It's all happened a bit quickly over here... It feels like just yesterday that we got the wonderful news that we had been selected for Theatre Deli's 2022 XL Residency, in which they supported us to develop our next piece with two weeks of rehearsal space, artists' fees, seed money and mentoring. And now we've only gone and finished it!



For this piece, we're again dipping into autobiographical material from founder Nell Hardy: this time, the story takes inspiration from her six-year struggle to get her disclosures to the Church of England about abuse she suffered at the hands of a few members of the clergy. But whereas NoMad was direct lived experience, I, Lord takes a few factual starting points and weaves a wider narrative around them that brings out other aspects of the modern world's problematic relationship with religion (and vice versa!).



The result is a play that unfolds as if the action is a set of daydreams during a service of worship, containing storylines around Christianity, Islam, Hinduism, non-denominational spiritual practices, and the habits - helpful and unhelpful - that we take on in our lives when we need to fill our spiritual voids.


So few people ever talk about spiritual abuse. But how many of us, inside and outside religious structures, can say we have the freedom to live entirely by our own moral values? And what do we lose by trying to cut ourselves off from the need to reflect on what those are?



We brought on the most spectacular co-directing team in Nell Bailey and Layla Madanat, and have also benefited hugely from the consultancy of Jordana Belaiche, founding member of BIPOC collective of artists and spiritual practitioners Don't Tell The Village Elders, and inspiring initial sound concepts from Radhika Aggarwal and Lorenzo Lassignani of Echo Chamber Audio. Pictures show us taking part in some amazing rituals to understand a variety of cultural spiritual practices, and some of the instruments we jammed with to create our internal and external settings.



We feel so fortunate to be supported by Survivors' Voices in the development of this project, who will be helping us to make the show as accessible as possible to survivors of spiritual abuse, and to hone our current outreach methodology towards survivors and towards spiritual leaders, so we can be part of a culture of making places of worship and reflection the safe spaces they should be.

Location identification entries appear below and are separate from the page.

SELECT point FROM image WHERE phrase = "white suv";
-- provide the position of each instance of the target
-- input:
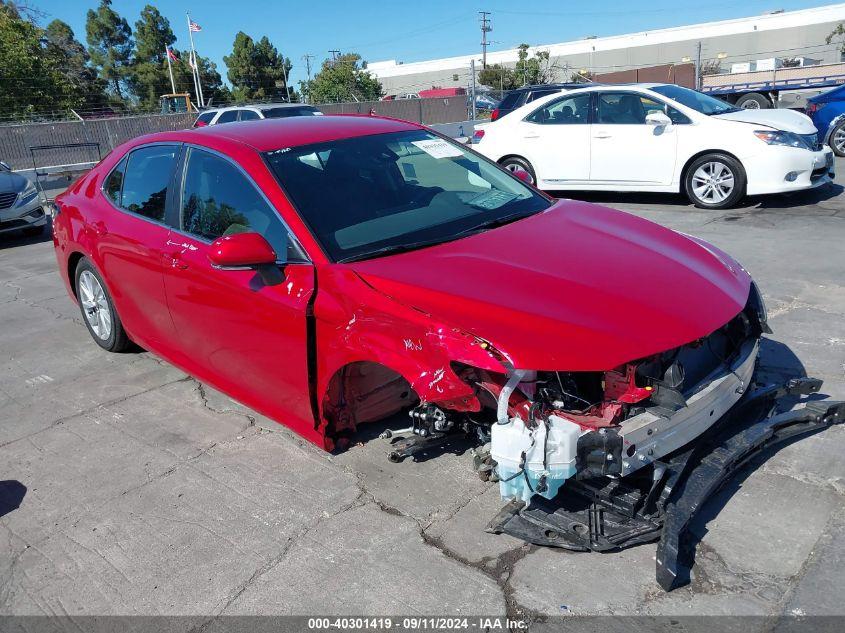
(215, 116)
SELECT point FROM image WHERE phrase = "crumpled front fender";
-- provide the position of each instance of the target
(356, 323)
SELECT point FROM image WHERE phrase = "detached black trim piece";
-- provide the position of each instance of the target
(605, 514)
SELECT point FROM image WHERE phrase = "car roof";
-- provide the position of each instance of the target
(256, 106)
(272, 134)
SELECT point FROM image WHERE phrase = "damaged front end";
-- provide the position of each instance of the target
(605, 460)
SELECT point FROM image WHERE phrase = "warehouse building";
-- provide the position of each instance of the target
(793, 34)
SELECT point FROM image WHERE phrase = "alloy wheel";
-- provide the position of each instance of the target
(713, 182)
(514, 167)
(95, 305)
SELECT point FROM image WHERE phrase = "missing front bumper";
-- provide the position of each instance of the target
(603, 513)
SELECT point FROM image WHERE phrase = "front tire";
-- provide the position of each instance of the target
(837, 139)
(715, 181)
(98, 311)
(515, 163)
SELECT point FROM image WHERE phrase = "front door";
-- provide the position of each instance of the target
(556, 138)
(624, 148)
(131, 238)
(245, 337)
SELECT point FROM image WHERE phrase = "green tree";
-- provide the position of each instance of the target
(80, 87)
(110, 46)
(257, 70)
(534, 70)
(149, 75)
(342, 79)
(498, 77)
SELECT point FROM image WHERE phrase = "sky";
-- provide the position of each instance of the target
(407, 30)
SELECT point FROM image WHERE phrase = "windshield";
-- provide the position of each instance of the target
(696, 100)
(368, 196)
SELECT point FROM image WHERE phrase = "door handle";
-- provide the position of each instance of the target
(177, 262)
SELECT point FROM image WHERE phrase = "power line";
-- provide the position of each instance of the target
(486, 27)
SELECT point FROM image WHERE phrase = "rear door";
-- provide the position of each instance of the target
(624, 149)
(132, 239)
(241, 335)
(556, 140)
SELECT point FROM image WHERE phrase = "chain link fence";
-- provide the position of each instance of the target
(15, 140)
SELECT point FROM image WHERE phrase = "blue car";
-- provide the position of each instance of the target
(828, 113)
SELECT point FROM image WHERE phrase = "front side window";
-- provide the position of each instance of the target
(695, 100)
(567, 111)
(228, 116)
(148, 173)
(367, 196)
(114, 183)
(218, 200)
(625, 108)
(204, 118)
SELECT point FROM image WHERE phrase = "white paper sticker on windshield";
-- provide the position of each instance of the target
(437, 148)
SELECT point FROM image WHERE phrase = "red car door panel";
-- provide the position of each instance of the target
(131, 239)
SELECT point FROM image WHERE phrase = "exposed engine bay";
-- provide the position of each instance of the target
(608, 459)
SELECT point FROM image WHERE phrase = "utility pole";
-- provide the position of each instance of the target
(307, 59)
(472, 88)
(486, 27)
(698, 66)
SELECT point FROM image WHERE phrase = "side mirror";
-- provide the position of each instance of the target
(658, 119)
(524, 176)
(248, 251)
(240, 251)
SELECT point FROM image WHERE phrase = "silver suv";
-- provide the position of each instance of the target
(20, 206)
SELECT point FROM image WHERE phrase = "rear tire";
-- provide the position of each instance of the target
(513, 163)
(754, 101)
(98, 311)
(837, 139)
(715, 181)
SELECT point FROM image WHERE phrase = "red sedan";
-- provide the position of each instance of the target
(332, 271)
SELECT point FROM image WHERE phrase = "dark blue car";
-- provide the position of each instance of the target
(828, 113)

Right - time to get our planning hats on for how to get this show made! Thanks so much to everyone who came to our rehearsed reading last week and gave us some really valuable feedback. Some of the most encouraging comments we've had so far:



"Moved to tears by the resonances this had for a spiritual abuse survivor, battling unfit church systems; & left in hope. First time I have ever seen echoes of my story performed. Such a profound experience"


"This is a story about a woman struggling to reconstruct her inner spiritual life in the wake of events that have shaken it to its core."


"Not only was it very, very clearly about the issue you wanted it to be about, it was also theatrically exciting and mature in terms of the dramaturgical language"


"The sound really pushed the performance and loved it. Really transported the audience."


A massive, massive thank you to the whole team at Theatre Deli, who have been amazing from start to finish! Can't wait to continue this journey with you and with the wonderful artists, activists and practitioners we've already met along the way.